Apple's flagship smartphone line always seeks to be one step ahead with boundary-pushing tech, which consequently leads to more energy generation and difficulties with heat management. According to a new report by Ming-Chi Kuo, Apple is currently working on a solution for this (via AppleInsider).
The Cupertino-based tech giant, according to Kuo, is "aggressively testing" vapor-chamber cooling for its next-generation iPhone line.
What is vapor chamber tech?
Vapor chambers are high-conductivity systems that help evenly distribute the heat the phone outputs. As the temperature of the processor rises, the liquid inside the vapor chamber evaporates, keeping the CPU cool. The vapor spreads thermal energy throughout the chamber as it travels to low-pressure areas. Specialized condenser tech then removes heat from the vapor. The vapor returns to a liquid state, flows back into high-pressure areas and the cycle continues.
It's a highly effective method of cooling phone hardware, but it's typically more expensive than other thermal solutions. It's also worth noting that vapor-chamber tech in handsets isn't a new concept, especially when it comes to the gaming-smartphone industry. Devices such as the Razer Phone 2 and the Asus ROG Phone 3 have vapor-chamber tech that cools down hot spots during high-intensity gaming.
Kuo revealed that Apple has been working on vapor-chamber tech for quite some time, but unfortunately, none of the prototypes met their high-quality standards after performing reliability tests.
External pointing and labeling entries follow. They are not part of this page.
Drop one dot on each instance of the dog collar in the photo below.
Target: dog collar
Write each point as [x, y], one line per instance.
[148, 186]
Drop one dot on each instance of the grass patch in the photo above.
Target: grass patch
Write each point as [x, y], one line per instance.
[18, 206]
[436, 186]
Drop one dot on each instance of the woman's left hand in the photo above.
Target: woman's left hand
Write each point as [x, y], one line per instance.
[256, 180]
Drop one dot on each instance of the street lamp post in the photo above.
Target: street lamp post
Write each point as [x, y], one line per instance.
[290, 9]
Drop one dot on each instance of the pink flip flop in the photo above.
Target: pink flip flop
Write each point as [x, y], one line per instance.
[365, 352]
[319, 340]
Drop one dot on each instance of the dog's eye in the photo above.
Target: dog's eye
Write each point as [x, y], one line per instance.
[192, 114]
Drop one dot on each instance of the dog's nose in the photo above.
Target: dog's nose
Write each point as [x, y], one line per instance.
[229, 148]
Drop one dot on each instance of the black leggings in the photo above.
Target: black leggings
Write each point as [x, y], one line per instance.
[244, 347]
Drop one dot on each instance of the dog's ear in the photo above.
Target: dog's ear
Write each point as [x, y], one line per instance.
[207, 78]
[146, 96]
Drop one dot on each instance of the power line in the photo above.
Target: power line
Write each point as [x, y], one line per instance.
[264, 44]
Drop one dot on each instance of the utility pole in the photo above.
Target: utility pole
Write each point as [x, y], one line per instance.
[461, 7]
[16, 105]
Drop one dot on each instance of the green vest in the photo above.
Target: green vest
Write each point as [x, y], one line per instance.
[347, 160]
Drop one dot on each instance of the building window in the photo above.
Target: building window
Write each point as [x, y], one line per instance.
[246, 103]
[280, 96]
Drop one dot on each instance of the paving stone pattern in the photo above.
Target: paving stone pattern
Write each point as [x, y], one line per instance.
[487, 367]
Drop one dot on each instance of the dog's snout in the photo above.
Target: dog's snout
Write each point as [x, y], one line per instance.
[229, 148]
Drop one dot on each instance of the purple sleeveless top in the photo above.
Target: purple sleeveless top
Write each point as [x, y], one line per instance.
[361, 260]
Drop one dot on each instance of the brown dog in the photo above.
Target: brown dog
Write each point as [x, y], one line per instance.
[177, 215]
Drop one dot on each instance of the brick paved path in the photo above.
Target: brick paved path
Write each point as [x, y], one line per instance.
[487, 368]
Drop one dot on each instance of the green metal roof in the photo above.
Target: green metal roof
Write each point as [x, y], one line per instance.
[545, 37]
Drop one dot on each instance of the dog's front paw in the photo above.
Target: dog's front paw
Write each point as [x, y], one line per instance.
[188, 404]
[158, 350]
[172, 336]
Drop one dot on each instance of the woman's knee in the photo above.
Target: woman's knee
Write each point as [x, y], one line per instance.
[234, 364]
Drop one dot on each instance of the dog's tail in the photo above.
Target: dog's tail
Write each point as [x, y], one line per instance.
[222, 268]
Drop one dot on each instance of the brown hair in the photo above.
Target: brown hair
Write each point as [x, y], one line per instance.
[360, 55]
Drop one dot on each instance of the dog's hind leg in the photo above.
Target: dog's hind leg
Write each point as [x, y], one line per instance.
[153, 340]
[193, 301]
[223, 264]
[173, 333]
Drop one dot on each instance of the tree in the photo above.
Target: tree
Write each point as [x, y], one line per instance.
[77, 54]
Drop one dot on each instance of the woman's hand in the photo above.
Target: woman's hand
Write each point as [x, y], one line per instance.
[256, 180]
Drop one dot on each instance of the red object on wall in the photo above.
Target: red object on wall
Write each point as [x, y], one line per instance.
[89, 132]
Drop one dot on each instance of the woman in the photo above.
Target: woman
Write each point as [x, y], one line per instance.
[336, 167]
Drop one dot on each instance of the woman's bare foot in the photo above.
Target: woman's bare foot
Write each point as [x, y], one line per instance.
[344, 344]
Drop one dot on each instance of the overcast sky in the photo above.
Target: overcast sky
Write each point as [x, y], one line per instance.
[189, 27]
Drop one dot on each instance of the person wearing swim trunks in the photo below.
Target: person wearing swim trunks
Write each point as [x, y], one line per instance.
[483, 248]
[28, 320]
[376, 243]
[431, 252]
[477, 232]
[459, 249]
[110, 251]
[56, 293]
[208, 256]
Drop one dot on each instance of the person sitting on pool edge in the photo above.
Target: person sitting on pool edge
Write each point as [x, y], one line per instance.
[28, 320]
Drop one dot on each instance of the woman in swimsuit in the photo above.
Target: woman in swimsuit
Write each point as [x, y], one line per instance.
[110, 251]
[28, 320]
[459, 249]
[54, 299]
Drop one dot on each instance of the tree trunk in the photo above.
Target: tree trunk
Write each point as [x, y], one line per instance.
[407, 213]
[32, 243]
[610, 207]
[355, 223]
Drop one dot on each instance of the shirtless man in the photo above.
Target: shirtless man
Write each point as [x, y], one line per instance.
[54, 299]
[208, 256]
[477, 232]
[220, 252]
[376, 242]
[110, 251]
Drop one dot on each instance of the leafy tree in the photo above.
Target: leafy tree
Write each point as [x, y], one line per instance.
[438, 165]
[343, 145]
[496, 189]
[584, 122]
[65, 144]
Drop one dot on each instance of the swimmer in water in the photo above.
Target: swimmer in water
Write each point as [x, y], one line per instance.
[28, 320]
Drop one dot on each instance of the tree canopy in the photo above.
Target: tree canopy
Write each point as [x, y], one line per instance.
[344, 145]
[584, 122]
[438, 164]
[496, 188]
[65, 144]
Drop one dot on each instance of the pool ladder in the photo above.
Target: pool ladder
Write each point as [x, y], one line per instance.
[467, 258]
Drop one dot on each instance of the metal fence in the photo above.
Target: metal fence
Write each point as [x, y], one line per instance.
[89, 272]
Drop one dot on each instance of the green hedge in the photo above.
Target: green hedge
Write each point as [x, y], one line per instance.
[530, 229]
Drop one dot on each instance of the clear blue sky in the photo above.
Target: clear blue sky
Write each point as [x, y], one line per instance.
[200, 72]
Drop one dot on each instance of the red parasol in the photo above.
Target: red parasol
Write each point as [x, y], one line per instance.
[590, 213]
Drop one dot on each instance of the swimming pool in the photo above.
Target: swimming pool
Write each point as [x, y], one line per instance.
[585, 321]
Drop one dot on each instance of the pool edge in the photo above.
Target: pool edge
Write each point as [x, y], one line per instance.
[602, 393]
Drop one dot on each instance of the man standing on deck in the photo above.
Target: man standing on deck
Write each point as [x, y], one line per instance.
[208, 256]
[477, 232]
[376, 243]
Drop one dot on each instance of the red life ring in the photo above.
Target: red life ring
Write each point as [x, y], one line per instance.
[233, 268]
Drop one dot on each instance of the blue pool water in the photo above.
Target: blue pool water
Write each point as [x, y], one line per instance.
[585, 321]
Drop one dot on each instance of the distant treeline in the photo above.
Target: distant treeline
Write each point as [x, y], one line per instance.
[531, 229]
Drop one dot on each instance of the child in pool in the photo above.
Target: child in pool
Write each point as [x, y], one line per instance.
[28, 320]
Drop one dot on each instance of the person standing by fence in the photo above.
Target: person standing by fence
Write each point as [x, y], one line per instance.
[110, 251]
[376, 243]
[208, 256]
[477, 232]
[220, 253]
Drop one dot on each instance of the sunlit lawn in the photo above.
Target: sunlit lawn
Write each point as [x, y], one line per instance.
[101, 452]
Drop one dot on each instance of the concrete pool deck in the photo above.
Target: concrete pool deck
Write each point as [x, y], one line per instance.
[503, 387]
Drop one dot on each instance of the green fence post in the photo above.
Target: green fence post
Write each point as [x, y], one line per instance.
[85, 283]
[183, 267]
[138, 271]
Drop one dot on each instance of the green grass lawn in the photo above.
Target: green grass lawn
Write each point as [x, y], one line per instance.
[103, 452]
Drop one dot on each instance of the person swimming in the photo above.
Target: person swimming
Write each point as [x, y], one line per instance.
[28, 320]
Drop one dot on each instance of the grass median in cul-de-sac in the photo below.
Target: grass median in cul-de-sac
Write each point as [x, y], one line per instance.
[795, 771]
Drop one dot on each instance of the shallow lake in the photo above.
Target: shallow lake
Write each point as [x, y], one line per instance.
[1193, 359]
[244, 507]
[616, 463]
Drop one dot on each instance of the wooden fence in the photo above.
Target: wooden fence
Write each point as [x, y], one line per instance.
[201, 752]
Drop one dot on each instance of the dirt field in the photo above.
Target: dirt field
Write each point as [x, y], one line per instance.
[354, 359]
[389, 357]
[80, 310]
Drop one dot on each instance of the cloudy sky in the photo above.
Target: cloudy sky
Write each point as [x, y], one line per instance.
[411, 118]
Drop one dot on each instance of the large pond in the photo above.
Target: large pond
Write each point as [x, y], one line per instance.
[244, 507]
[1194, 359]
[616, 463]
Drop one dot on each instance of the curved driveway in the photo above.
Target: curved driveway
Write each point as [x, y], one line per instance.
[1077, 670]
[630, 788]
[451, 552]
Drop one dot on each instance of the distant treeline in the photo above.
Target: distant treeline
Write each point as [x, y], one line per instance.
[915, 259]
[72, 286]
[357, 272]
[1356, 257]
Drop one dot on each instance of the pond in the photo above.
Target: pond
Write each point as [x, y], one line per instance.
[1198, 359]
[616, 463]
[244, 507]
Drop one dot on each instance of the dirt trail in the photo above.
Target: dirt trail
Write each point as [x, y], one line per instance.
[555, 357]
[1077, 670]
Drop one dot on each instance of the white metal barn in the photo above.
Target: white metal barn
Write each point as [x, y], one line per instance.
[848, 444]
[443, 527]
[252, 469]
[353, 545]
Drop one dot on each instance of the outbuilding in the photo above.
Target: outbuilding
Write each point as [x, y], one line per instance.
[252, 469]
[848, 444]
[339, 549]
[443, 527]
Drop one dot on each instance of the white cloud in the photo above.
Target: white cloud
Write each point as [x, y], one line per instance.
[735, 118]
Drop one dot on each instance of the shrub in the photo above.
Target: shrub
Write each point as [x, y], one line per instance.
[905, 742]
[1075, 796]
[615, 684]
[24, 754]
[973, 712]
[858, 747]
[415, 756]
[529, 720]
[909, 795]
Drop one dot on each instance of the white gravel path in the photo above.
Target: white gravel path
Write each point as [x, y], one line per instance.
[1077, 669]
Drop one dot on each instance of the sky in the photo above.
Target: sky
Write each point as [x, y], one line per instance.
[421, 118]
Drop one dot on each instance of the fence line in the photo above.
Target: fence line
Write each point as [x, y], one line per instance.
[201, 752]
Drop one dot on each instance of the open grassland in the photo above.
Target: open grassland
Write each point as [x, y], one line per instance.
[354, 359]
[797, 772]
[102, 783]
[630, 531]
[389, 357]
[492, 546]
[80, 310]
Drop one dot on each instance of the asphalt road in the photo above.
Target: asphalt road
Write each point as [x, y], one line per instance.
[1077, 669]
"Still, we are optimistic about the [vapor chamber] reliability improvement schedule and expect that at least high-end iPhone models would be equipped with [vapor chambers] in the near future," Kuo said in a report on Friday. It's highly likely that Apple will adopt vapor-chamber tech in an upcoming iPhone, but Kuo is uncertain whether it will be the implemented into the iPhone 13 or a later successor.
Although Ming-Chi Kuo is a reliable leaker with a 78% accuracy rate, he's clearly had a few misses as well, so make sure to take this information with a grain of salt.